Shri Prakash Rao said that the real fight was between the people of India and the rulers. A lot of countries claim to be democracies including Tunisa, Egypt and India, but in each case, it is a small number of elite who dictate. We can see massive uprisings taking place in Tunisia and Egypt and such a thing is necessary in our country as well. Indian people will assert their right to be masters of the country, sooner rather than later. They will not tolerate the rule of the big industrial houses, if they come to know the full reality of how our country – the executive, the legislature, and the judiciary — are all under the thumb of the biggest monopolies. The time has come to replace the existing political system and process with a political system and process in which power vests with the masses, not with the monopolies. He disagreed with the view that "everyone is corrupt" or "everyone is a thief". Such views are propagated by the elite to make the people give up their demand for an alternative system.  He agreed with previous speakers that it was good that these exposures had taken place.
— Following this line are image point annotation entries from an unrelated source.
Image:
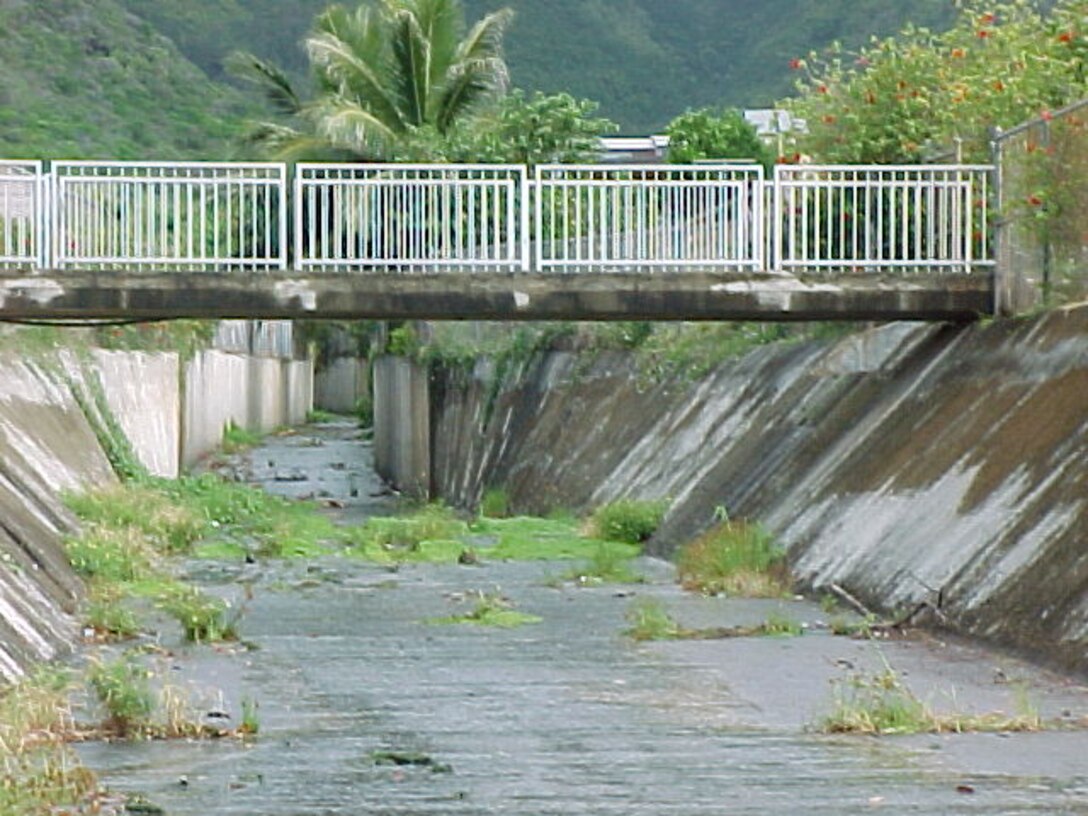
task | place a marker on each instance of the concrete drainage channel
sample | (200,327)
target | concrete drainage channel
(366,709)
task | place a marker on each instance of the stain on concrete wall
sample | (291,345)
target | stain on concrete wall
(907,462)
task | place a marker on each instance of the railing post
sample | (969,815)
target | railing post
(524,210)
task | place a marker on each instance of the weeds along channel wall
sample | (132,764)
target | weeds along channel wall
(60,420)
(907,464)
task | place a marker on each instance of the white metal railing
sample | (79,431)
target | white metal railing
(387,218)
(880,219)
(647,217)
(169,215)
(405,217)
(22,214)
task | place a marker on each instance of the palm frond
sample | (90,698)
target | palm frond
(348,126)
(271,81)
(412,58)
(357,79)
(485,38)
(470,84)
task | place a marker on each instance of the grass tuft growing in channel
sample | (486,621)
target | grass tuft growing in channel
(628,520)
(881,704)
(734,558)
(607,565)
(489,609)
He said that we should understand the system on the basis of science and work to build the new.

Shri Paresh talked about how vested interests are able to totally impose their plan whether or not it is in the interest of the people. He elaborated his point by taking the example of universalization of iodized salt, which has gotten rid of small manufacturers and driven up the cost of salt; when the Goiter disease, which it is supposed to prevent, only afflicts people living in the hills. 

Shri Pravin said that the system is not god-given but has been made by mankind. So people can certainly change it. He talked about the strength that comes from unity and said that one of the crucial requirements was building organisations of the people. He felt we have to keep pushing for our demands for people’s candidates in place of party candidates and steps for putting the elected representatives under people’s control.

In their concluding remarks, the Chairpersons focused on the tasks emerging from the discussion. They questioned why people should tolerate this system and called on everyone to mobilize others to develop our alternative to this system. It was announced that LRS will hold a discussion every month to facilitate discussion on important topics.